Are there recruitment agencies specialized in medical jobs search in Dubai? Most of the recruiters that I know do not deal with medical jobs and I could not find references.

My friend is coming to Dubai and she is looking at both, working in the medical field and/or teaching at Universities (medical studies). I think the Universities need to be contacted directly.

Thanks,

Anthony


----------



## Bon Bon (Dec 18, 2010)

Hey Anthony,
Its a bit different in Dubai talking about recruitment agencies.As you mentioned ur friend is looking for a medical job.Let me know about it, if I may help with sth .
I work in one of the biggest Medical,Dental centres in Dubai.
Cheers


----------



## mmdpkaaa (Jan 18, 2011)

Hi Bon Bon - I am a UK qualified dentist and UK national.
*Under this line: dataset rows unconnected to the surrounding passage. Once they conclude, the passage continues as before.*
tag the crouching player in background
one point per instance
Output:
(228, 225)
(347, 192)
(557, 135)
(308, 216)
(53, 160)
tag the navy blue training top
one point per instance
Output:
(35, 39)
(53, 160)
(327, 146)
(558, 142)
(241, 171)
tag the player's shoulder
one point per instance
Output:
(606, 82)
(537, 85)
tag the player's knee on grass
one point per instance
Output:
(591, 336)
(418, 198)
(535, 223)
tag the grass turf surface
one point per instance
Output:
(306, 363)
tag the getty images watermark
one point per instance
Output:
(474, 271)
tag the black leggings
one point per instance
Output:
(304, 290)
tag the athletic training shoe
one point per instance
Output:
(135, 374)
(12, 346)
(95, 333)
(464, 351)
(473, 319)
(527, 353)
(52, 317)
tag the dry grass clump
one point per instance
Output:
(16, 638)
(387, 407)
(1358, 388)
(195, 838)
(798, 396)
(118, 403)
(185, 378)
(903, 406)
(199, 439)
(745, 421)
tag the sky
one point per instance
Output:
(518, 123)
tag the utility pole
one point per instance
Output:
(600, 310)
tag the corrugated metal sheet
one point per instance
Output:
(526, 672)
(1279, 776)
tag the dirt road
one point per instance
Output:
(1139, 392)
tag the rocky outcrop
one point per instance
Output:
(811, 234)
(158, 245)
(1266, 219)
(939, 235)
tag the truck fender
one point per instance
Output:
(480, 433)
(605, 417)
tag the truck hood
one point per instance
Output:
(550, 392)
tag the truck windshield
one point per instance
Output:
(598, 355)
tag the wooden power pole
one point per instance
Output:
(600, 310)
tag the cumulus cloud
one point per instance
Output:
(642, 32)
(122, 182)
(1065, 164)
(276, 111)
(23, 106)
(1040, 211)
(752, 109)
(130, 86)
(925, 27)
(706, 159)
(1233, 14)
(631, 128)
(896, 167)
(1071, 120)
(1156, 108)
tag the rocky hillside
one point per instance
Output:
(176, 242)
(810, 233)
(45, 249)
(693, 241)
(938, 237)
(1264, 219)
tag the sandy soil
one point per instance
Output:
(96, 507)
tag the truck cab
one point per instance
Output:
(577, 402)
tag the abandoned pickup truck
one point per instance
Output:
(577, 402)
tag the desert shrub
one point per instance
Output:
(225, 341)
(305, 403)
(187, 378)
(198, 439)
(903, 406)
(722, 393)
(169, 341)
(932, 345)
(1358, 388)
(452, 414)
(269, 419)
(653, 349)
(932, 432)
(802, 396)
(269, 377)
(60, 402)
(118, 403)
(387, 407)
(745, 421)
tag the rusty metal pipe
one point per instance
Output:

I am looking for a suitable position in the UAE - can you help?
Thanks


----------



## Bon Bon (Dec 18, 2010)

Hi mmdpkaaa,
Can I kow do u hold DOH License or just fresh in DXB?


----------



## mmdpkaaa (Jan 18, 2011)

Dont have a MOH/DOH license at present but should not be a problem to get i have been told for western qualified... Im presently in the UK working, visitng Dubai end of the month though.


----------



## Bon Bon (Dec 18, 2010)

Hmm.drop me a copy of ur resume' if you feel like, mayb can help with it by the time ur on visit to DXB


----------



## mmdpkaaa (Jan 18, 2011)

thanks - what is your email address - can u send via pm? im arriving 30th march for 1 week.


----------



## prettyspot (Apr 8, 2012)

*Health Care Administration*

Dear All,

I'm new to this forum. Though being resident of Dubai for more than 15 yrs, I find it really hard to find a job in the medical field. 

Bon Bon, kindly help me get one please. I can forward u my resume, if you provided your e-mail id. 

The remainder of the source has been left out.